The number of people reporting concerns about the fees charged for breaking a fixed term mortgage with their bank is on the rise as mortgage rates fall.
Figures supplied by the Banking Ombudsman show there were a total of 27 complaints, inquiries and disputes in the first seven months of this year relating to early repayment charges - one more than the 26 reported in the whole of 2018.
Banks charge a break fee when a mortgage holder ends their term early to switch to a lower interest rate.
Fixed home loan rates have been falling in the wake of cuts to New Zealand's official cash rate and declining wholesale borrowing costs for the banks.
Reserve Bank data shows that the average two year fixed term mortgage rate advertised has fallen from 5.1 per cent in August 2017 to 4.7 per cent last month.
Last week the major banks also cut their two year fixed term mortgage rates again with Kiwibank offering a record low two year fixed term rate of 3.65 per cent beating its nearest rival ASB which is offering 3.69 per cent.
Banking Ombudsman Nicola Sladden said it typically saw complaints go up following a drop in mortgage rates by banks.
"Customers understandably want to lock in cheaper rates, but they need to understand that there are costs involved in breaking the contract early – both through break fees and cash contributions that need to be repaid."

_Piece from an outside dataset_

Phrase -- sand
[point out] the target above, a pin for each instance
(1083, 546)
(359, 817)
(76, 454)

The last time the Banking Ombudsman reported a spike in complaints was in 2015 after rates began falling.
It received 100 inquiries, complaints and disputes in that year alone.
The Banking Ombudsman only deals with a fraction of the complaints and disputes that banks get as consumers have to go through a complaints process with their bank first before the ombudsman can handle the case.

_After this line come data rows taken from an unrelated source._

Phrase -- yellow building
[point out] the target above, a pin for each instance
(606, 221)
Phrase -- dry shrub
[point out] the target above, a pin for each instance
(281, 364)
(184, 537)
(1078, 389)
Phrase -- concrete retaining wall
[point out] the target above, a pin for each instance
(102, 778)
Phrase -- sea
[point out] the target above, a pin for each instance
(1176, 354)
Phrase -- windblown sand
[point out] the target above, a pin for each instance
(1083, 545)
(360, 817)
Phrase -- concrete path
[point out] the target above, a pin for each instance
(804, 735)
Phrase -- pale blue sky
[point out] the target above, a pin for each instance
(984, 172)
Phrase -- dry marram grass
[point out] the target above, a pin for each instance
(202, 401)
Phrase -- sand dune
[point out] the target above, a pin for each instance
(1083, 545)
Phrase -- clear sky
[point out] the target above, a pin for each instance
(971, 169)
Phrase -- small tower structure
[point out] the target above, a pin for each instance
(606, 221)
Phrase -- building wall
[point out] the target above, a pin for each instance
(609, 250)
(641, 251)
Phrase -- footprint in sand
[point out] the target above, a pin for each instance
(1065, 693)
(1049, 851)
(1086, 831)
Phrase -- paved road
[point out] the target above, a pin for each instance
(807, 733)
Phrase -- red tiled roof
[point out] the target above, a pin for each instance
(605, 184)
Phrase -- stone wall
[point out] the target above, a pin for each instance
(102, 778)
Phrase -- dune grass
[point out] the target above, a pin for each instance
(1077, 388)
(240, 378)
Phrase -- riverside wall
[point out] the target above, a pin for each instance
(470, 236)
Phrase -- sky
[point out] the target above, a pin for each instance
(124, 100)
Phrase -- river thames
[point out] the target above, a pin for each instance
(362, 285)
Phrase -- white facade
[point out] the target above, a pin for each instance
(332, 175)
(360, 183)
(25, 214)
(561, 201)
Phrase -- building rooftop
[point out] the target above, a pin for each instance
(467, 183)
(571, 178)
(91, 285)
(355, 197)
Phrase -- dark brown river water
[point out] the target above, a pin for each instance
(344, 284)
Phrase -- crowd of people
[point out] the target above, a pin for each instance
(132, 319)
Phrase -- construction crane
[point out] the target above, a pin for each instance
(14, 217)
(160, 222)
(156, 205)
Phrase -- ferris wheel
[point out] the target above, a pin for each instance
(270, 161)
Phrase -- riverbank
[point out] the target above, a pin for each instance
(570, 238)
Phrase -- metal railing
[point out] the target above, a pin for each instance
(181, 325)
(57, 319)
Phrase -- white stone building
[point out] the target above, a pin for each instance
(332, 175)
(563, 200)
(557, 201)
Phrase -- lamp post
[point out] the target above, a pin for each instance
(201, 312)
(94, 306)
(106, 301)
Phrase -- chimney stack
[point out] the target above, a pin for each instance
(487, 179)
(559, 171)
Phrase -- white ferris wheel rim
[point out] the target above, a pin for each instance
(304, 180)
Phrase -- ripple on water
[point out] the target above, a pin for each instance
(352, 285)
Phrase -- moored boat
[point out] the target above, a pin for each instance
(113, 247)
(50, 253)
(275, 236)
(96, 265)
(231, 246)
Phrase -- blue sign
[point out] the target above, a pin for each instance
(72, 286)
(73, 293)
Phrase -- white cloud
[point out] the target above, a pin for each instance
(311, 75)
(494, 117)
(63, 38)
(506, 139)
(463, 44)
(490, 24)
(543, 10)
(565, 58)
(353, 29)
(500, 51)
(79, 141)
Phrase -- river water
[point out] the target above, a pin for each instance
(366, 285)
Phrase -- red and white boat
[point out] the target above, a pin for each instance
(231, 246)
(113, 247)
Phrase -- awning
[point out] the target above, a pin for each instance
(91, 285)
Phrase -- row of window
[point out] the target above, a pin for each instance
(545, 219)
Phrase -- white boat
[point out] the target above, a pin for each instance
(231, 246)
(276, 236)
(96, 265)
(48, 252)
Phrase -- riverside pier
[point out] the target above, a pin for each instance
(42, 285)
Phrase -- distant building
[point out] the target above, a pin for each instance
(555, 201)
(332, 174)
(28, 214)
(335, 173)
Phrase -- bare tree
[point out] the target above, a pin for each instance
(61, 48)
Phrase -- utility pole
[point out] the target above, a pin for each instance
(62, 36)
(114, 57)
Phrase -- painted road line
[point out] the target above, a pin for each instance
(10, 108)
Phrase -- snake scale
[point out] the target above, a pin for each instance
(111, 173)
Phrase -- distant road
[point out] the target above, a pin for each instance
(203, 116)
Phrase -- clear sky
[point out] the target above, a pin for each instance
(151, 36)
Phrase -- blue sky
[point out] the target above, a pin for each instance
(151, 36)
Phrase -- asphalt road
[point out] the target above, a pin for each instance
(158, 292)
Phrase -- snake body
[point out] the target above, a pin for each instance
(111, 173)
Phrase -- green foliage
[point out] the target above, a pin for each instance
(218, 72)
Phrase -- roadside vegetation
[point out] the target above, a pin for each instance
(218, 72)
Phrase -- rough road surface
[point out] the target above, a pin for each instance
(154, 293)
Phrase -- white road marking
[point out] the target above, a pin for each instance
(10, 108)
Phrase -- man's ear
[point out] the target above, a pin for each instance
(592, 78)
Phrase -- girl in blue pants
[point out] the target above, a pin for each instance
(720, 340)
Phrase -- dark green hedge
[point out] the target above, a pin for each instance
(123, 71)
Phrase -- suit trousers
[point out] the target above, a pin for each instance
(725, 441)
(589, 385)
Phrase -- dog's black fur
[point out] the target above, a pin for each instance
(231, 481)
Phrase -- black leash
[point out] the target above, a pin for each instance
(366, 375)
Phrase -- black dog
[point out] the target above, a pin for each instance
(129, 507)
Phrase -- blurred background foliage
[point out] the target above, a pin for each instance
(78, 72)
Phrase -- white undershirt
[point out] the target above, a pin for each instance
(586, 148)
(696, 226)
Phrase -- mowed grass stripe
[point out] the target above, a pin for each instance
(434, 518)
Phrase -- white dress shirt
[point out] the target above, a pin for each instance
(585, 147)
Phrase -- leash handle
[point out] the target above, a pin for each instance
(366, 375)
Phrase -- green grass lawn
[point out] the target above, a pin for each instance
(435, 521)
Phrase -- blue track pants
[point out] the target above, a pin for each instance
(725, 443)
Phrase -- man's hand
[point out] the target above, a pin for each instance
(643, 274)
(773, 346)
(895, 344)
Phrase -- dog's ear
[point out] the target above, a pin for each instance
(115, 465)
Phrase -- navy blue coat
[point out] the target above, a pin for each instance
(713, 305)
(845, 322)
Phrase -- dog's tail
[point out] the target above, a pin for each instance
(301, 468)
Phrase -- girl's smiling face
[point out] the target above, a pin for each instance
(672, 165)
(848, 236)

The ombudsman received seven cases in June - a highest number in a single month for a while - and found there were consistent themes coming though which related to customers being given a quote for break fees but then finding the break fees were different by the time the transaction went through, customers not appreciating that cash contributions would need to also be repaid and customers disputing the way charges have been calculated.

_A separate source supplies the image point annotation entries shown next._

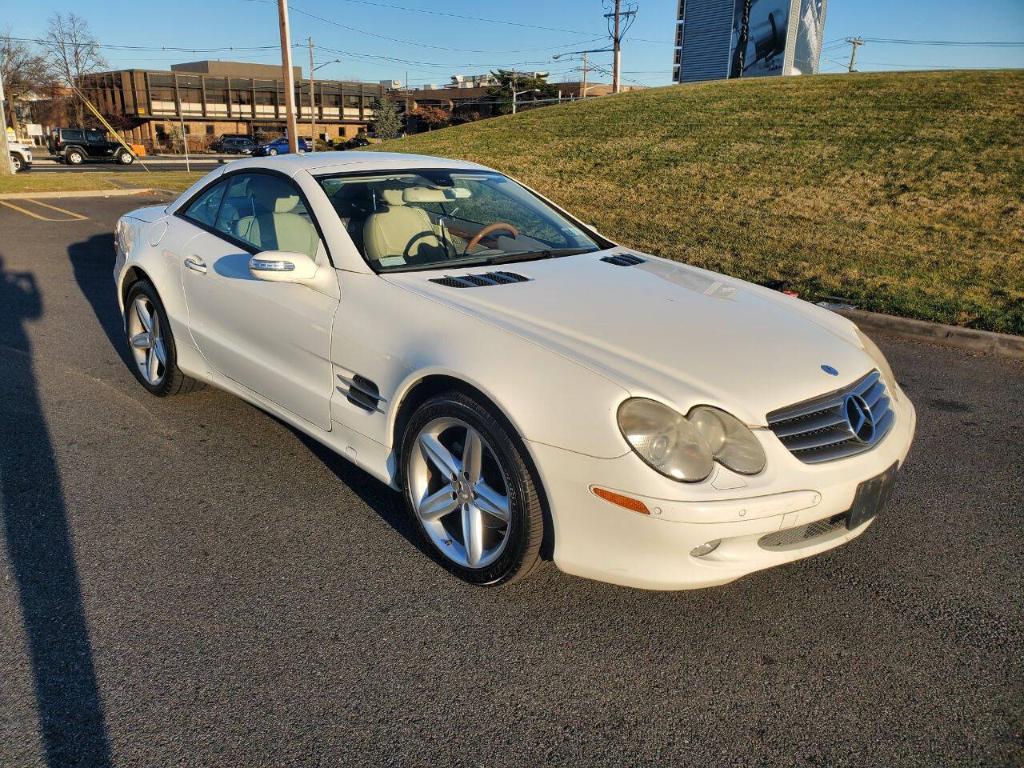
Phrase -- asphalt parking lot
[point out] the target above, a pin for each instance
(188, 582)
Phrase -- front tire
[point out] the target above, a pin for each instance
(470, 492)
(151, 343)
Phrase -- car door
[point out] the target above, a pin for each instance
(272, 338)
(96, 144)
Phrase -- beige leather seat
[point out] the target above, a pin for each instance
(282, 230)
(400, 231)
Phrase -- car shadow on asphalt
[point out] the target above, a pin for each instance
(39, 547)
(382, 500)
(92, 261)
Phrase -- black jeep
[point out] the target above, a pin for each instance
(75, 145)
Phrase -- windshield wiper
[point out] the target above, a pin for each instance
(501, 258)
(548, 253)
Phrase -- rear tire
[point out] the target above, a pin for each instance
(494, 495)
(151, 343)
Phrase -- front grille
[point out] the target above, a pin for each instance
(843, 423)
(803, 534)
(476, 281)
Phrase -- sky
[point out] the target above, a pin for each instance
(426, 41)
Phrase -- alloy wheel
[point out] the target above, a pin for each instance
(460, 493)
(146, 340)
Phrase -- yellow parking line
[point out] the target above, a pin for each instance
(27, 213)
(77, 216)
(7, 204)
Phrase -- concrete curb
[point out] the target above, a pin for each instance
(1004, 345)
(81, 194)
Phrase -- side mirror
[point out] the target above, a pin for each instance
(283, 266)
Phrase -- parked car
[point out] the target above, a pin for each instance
(75, 145)
(278, 146)
(530, 387)
(20, 156)
(221, 141)
(244, 145)
(356, 142)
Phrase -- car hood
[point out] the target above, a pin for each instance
(147, 214)
(666, 330)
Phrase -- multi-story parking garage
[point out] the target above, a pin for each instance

Sladden said its advice to consumers thinking about making changes to their lending was to get an estimate of the charges first and to carefully check the timeframe for the estimate as sometimes estimates were only based on a very short timeframe.
"Calculating early repayment charges involves a complex formula. Many – but not all – banks base the charge on the difference between the wholesale interest rate on the loan and the wholesale rate applicable when the loan is repaid early (other factors are also included in the calculation)."
Details about the charge and how it is calculated is set out in the loan documentation for the mortgage.
There is nothing stopping borrowers from trying to negotiate a lower charge, but banks are under no obligation to agree, a guide on the ombudsman website notes.
"Any reduction is entirely at banks' discretion. Borrowers should assume banks will apply the charge in full."
Sladden said when a customer asks their bank for estimates of break fees, they should also ask how long the quote is valid for, as they are generally time limited.
"Customers should also check their contracts and ask their banks about any obligations for other costs, such as repaying cash contributions."
Sladden said it was difficult to say whether they were likely to see an increase in break-fee related complaints for the rest of 2019.
"If bank rates drop further, we are likely to see the same issues coming up again."